Dalam rest api, http berperan sebagai fondasi utama yang mengatur cara klien dan server saling berkomunikasi. peran terpenting http bukan hanya sebagai jalur pengiriman data, tetapi sebagai mekanisme untuk menentukan aksi yang dilakukan terhadap sebuah resource melalui http method.
HTTP bekerja dengan model request–response dan bersifat stateless. Setiap permintaan yang dikirim klien ke server harus menyertakan http method, karena dari sinilah server memahami maksud permintaan tersebut. tanpa http method, server tidak dapat mengetahui apakah klien ingin mengambil, menambahkan, memperbarui, atau menghapus data.

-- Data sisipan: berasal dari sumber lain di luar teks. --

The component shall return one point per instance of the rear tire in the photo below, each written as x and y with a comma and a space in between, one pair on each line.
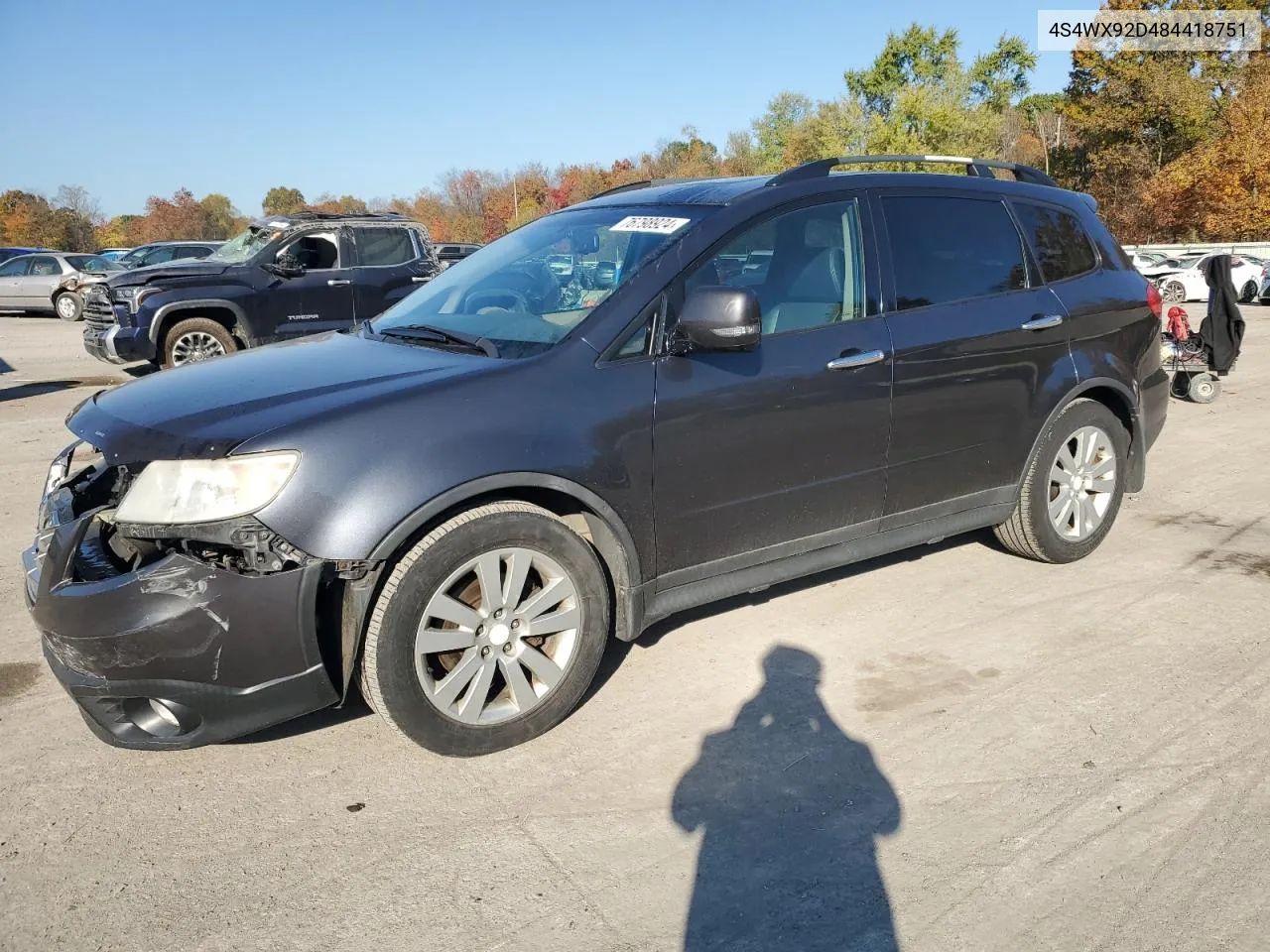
195, 339
465, 661
1072, 488
68, 306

http method juga menjadi penghubung utama antara endpoint dan tindakan yang dilakukan pada resource tersebut. misalnya, endpoint yang sama dapat digunakan untuk berbagai aksi, tergantung http method yang dipakai seperti GET untuk membaca data, POST untuk membuat data baru, PUT atau PATCH untuk memperbarui data, dan DELETE untuk menghapus data.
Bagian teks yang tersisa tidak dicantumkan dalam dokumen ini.